Lessons Learned in Data Science

I have recently moved to Seattle to the newly founded DIRAC Institute, which means that my three years at NYU’s Center for Data Science (CDS)  are coming to an end. I thought I’d take this opportunity for a little actually quite long (sorry) retrospective and summarize those three years in this post.
Coming to CDS was an experiment. Indeed, the CDS itself is an experiment, and its scientific mission currently funded by a joint grant provided by the Moore and Sloan foundations, along with two other institutes at UC Berkeley and UW Seattle. I came to CDS with the goal of learning as much as I can about how other fields deal with data. I did that, too, occasionally, but the learning experiences I value most have nothing at all to do with that. They’re in no particular order of importance, and credit for some of this post goes to David Hogg for some illuminating discussions along the way.
1) What’s a data scientist, anyway? After there years at the Center for Data Science, I’m still no closer to understanding what a “data scientist” actually is. But that’s okay, I’m not sure anyone really does (yet?). I sort of call myself that occasionally, in an awkward attempt to try and explain what I do and why I think it’s useful (despite the occasional heckling from other scientists about how it’s all hype and not really science, anyway).
2) The person with whom you have the least scientific overlap is the person you can learn most from. It sounds obvious when spelled out, doesn’t it? Coming from an astronomy background, I didn’t get to talk to people from the social sciences very often before I came to CDS. But then I got to talk to Brittany Fiore-Gartland at Astro Hack Week 2014, and was really excited by her approach to studying communities, which was entirely new to me. And during my three years, Laura Norén was undoubtedly the person who has had the greatest impact on how I see academia, my professional life in it, and how to critically look at the communities I belong to (also, if you haven’t yet, you should definitely sign up to her excellent data science newsletter). As an astronomer, I focus a lot of my time on the technical aspects of my job. At CDS, I learned that the social aspects are just as important, from thinking about ethics for data science to how to build an inclusive community.
3) Building Communities. Astro Hack Week is in it’s fifth year, and I’ve been more or less involved in all five of them. Because of the workshop’s experimental nature, we worry a lot about how to make it useful, welcoming and how to evaluate it. I’d never thought about conferences and communities in that much detail before, and from organizing these workshops (and listening to people who study these things for a living) I learned that (1) communities don’t just happen, they need to be actively built and (2) building a community requires a lot of thoughtful and critical evaluation of the status quo. Especially in data science, which is new and kind of experimental itself, having a shared sense of cooperation is important. My best experiences in CDS were with the people deeply invested in making it a success (which, to be fair, is pretty much all of them!), with those that were ready to invest the time required to learn how to talk to people from other fields. That doesn’t work without having a recognizable community that people are invested in and care about making a success. So, for building a successful data science collaboration, build a community first. The rest will follow almost automatically.
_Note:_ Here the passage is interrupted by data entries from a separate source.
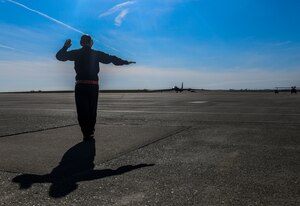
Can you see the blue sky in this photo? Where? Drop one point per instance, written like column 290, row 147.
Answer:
column 213, row 44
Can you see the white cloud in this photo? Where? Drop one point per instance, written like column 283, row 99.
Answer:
column 120, row 17
column 116, row 8
column 121, row 8
column 6, row 47
column 46, row 16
4) Ask all the (right) questions. Coming out of a PhD, I thought I knew how to ask questions. I was wrong. I knew how to ask questions of astronomers, but these weren’t the questions I wanted to ask at CDS. In order to learn from the people with knowledge most dissimilar to what I was used to, I had to learn how to talk to them first. That’s much harder than I had expected, because there’s little shared language between fields like computer science, astronomy and neuroscience. And I never realized how much time we I spend in academia trying not to seem stupid. In order to really learn things I wanted to know about, I had to overcome that reflex and just ask the simple, basic stuff (note: basic to people in other fields).
To be fair, in return I occasionally answered questions that would seem fairly basic to an astronomer. Overcoming that reflex of “that’s probably a stupid question” is still something I have to actively work on three years later. On the plus side, I learned a lot about how to communicate about astronomy with non-astronomers (hint: nobody knows what a “light curve” is!), which has been valuable occasionally for translating between fields.
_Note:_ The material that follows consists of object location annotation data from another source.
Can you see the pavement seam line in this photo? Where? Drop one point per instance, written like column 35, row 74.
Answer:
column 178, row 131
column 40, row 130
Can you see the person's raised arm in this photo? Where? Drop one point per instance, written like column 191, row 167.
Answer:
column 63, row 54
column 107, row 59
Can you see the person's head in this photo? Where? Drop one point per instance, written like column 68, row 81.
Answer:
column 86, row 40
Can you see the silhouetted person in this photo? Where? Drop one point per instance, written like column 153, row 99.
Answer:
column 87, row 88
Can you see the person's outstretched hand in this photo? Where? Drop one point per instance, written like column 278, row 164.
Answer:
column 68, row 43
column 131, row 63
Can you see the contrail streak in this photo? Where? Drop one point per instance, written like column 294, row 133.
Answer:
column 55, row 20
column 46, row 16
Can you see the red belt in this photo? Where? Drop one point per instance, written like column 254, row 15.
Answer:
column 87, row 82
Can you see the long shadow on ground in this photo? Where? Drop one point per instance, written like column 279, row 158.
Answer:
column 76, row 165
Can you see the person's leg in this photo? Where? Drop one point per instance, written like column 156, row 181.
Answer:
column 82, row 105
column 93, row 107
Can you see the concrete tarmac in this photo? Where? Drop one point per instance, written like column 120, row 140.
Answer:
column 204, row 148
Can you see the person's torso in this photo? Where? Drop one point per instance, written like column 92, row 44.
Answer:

5) Impostor Syndrome sucks. Seriously. Because during my time at CDS, I split my time between the data scientists and the astronomers, I got to feel inadequate in two directions: with the data scientists, because I will never know as much about machine learning as someone with a PhD in it, but because I now no longer know as much
about astronomy as the astronomers. Realistically, I know that there is value in
being at the interface, but that doesn’t always stop the gut reaction of “oh, crap, I suck at everything!”
6) How to take scientific risks (and live with them). I’m a pretty risk-averse person by nature. I took the job at CDS because it was what I really, really wanted to do, and also by patently ignoring the potential failure on the academic job market for doing something that’s “not really science“ (senior astronomy professor, private communication, 2017). I also promised myself that I would write at least one paper at CDS that isn’t on astronomy, because why not jump straight into the deep end, right? In the end, I wrote two, but neither was what I expected: I co-authored a paper about participant selection for conferences, and about hack weeks. I wrote some astronomy papers, too, but most of them are still quite methods-focused. Does it pay off? Has it doomed my career? Not quite yet; I have a job for the next few years, so perhaps ask me again when I’m braving the job market once more. The one thing I can say is that writing those papers were immensely fun, and I had the privilege of working on them with some fantastic researchers I wouldn’t have had the opportunity to meet without the existence of the Moore-Sloan Data Science Environment. As a bonus, I learned a whole lot about academic writing and about how other fields do things. However, we still don’t know whether traditional journals will actually publish either of the two papers, so stay tuned (and please cross your fingers for favourable reviewers).
7) The most important outcomes are very hard to measure.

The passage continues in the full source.